30回を迎える「障害者 市民の夏祭り」麦の郷理事長 田中秀樹

「久しぶり」「元気たった?」のあいさつが夕暮れ時の会場のあちらこちら交わされます。
「障害をもつ人がお客さんではなく祭りの主役として楽しみたい」そんな和歌山で実現したいとの思いで「たつのこ夏祭り」は始められました。
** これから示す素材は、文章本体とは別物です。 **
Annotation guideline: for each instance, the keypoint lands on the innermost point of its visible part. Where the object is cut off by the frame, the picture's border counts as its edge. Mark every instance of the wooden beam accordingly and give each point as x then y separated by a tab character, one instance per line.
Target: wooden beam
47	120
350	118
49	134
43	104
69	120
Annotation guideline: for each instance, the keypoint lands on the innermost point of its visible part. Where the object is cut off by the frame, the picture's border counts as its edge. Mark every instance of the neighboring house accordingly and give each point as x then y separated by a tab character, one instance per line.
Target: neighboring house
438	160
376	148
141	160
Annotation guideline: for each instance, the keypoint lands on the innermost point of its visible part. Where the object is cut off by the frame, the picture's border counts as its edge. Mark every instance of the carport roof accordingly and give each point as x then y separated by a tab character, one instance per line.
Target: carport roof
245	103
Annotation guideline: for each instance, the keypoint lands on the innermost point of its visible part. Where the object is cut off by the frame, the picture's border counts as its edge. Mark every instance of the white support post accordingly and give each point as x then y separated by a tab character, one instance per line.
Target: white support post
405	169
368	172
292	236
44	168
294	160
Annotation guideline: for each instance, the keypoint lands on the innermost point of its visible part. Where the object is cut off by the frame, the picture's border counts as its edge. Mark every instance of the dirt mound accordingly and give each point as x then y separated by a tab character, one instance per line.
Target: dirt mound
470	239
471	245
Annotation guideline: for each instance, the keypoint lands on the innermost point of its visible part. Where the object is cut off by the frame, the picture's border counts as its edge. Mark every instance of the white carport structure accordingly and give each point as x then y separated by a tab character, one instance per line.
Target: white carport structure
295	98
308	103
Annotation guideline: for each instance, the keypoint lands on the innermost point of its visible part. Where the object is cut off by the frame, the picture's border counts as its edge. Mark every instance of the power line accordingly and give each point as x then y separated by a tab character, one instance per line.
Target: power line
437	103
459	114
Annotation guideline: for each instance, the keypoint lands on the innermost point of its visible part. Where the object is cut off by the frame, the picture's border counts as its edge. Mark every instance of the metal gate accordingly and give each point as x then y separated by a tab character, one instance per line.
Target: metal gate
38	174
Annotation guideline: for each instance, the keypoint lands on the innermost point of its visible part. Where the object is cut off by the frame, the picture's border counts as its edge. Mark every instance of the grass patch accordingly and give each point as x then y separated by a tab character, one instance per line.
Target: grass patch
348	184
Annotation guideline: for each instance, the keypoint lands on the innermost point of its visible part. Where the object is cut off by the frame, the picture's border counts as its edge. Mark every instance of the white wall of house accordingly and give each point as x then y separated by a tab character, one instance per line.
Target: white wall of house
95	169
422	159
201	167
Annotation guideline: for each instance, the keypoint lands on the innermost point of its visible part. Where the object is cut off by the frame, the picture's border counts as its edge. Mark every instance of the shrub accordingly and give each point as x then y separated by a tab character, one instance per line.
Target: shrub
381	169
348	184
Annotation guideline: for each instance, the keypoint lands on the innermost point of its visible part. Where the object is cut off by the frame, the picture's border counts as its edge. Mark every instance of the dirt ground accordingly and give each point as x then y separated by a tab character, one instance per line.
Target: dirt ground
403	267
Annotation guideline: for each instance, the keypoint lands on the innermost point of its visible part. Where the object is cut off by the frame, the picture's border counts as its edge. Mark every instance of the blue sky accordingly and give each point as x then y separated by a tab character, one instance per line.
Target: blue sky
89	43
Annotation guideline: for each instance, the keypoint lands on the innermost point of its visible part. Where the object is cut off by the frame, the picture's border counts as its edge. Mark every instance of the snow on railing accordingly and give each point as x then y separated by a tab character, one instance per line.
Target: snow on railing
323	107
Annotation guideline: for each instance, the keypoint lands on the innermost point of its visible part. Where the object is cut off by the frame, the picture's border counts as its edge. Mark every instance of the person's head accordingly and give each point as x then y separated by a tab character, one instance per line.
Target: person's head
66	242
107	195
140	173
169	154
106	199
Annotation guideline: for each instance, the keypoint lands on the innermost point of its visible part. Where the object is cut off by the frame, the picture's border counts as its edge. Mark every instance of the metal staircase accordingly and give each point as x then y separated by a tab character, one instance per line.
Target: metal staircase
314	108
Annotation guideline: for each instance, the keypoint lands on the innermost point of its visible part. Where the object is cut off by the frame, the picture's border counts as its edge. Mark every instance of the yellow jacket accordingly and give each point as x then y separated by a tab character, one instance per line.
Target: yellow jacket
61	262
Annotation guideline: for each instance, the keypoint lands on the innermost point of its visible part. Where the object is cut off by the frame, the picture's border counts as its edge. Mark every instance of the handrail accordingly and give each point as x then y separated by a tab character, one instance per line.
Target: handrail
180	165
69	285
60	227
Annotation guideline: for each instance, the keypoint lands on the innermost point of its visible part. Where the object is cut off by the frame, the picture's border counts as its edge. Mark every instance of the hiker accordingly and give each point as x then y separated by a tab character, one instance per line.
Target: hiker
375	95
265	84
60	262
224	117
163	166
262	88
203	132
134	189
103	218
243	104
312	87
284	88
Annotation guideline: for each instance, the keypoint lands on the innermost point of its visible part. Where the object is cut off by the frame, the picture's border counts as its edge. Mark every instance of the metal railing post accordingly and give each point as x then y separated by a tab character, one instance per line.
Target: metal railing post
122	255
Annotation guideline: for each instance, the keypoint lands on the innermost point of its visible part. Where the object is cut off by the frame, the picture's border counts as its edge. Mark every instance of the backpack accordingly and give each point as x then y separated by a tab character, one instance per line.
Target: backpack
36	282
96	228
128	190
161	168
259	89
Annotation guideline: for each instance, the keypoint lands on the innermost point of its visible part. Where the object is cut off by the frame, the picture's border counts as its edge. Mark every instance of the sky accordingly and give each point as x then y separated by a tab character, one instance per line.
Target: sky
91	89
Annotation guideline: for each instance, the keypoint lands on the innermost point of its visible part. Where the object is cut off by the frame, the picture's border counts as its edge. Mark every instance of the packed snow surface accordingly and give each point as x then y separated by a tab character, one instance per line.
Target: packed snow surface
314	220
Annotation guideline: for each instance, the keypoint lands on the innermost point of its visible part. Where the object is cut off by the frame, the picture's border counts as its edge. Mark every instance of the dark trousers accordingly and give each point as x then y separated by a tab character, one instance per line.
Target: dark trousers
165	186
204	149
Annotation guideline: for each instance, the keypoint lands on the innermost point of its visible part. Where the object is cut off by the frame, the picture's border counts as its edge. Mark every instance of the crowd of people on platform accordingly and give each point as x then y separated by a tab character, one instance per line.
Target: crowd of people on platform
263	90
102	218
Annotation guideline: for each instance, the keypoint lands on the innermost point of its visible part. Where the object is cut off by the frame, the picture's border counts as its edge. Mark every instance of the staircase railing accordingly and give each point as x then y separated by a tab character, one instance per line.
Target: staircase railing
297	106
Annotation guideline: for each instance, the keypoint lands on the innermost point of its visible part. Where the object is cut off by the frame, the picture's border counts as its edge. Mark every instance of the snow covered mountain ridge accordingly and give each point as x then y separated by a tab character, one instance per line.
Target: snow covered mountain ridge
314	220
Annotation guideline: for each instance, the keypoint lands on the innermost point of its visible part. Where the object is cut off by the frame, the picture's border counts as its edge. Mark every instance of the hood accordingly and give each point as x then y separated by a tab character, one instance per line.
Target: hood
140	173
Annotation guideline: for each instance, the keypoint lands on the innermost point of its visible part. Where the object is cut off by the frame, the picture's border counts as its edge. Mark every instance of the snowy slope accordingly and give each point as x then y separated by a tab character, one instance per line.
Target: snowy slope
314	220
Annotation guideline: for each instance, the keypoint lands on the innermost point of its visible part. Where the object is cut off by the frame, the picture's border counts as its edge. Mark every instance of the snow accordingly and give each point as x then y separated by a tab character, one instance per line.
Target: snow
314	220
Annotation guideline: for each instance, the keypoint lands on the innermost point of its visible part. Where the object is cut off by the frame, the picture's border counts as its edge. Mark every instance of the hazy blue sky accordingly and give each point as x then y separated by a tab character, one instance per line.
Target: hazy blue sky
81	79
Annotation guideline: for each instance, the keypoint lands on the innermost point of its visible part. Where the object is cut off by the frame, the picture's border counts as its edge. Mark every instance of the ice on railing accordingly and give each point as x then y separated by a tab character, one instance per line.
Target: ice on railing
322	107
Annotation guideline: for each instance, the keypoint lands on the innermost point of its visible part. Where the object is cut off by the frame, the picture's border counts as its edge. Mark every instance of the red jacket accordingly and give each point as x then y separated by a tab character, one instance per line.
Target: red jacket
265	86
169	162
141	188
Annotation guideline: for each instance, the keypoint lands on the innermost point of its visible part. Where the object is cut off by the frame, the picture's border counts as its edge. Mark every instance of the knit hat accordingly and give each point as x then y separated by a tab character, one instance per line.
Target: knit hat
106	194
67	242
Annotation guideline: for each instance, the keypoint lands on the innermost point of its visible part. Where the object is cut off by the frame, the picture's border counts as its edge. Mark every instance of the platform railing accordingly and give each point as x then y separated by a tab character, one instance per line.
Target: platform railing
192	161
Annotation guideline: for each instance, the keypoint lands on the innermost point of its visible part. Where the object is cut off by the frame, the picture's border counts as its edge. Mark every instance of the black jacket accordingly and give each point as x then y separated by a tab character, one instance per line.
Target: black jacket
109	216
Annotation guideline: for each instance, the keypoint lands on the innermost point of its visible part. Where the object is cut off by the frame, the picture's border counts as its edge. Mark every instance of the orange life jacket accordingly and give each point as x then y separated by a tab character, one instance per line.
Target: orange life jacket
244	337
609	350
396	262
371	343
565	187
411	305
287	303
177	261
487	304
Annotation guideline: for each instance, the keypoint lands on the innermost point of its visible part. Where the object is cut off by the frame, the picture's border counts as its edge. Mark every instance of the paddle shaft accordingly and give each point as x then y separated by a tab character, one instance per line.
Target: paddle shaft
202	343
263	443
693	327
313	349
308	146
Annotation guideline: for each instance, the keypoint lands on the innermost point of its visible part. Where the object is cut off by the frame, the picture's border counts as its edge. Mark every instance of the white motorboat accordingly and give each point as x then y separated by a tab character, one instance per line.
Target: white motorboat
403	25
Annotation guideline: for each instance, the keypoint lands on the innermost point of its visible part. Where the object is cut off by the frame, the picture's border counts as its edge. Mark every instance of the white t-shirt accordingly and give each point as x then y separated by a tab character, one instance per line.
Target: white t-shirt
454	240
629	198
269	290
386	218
小さなささやかな夏祭りで誰にも遠慮が要らないそんな祭りをめざしてきました。
 無認可のたつのこ共同作業所は、自主運営であるために財政的にいつも困っていました。資金作りと、多くの人に知ってもらうこともこの夏祭りの大きな目的でもありました。 第1回たつのこ夏祭りは、児童婦人会館(今の児童女性会館)で、「わたぼうしコンサート」(奈良たんぽぽの会)が開かれ、続いて和歌山城の公園で盆踊りがおこなわれました。その後、コンサートや落語、野外映画、手話落語、鼓童の太鼓演奏など次々と企画が生まれ、会場には実行委員会の団体による夜店が並び夜遅くまで交流がなされました。
 たつのこ夏祭りは、たつのこ作業所が認可施設になったときに「障害者・市民の夏祭り」と名称を変更し、多くの参加団体が共催する祭りとなり、今年で第30回を迎えます。
 生まれたばかりのたつのこ共同作業所は、当初行政から支援は受けられませんでしたが、ライオンズクラブ、ロータリークラブ、ワイズメンズクラブなど多くの市民団体やマスコミ各社が応援し、育ててくれました。
 外出や交流の機会が少ない障害をもつ人が出会う機会となる取り組みは、障害者・家族のつながりを広める文化祭やふれあい登山(障害者登山)、障害者キャンプなど県内各地に広がっています。
 紀州よさこいまつりに、コスモス養護学校の生徒や麦の郷などの障害をもつ人たちのグループが参加しています。「麦の郷踊り隊」は膨張を続けています。こうした市民が中心のグループに、当然のことですが障害をもつ人が普通に参加していく機会がまだまだ広がることを期待しています。
 第30回「障害者・市民の夏祭り」は、和歌山城二の丸広場で7月28日の夕刻に開かれます。また、女優の石井めぐみさんが名誉実行委員長として参加してくださり、翌日、後援会が予定されています。皆さん一緒に楽しみませんか?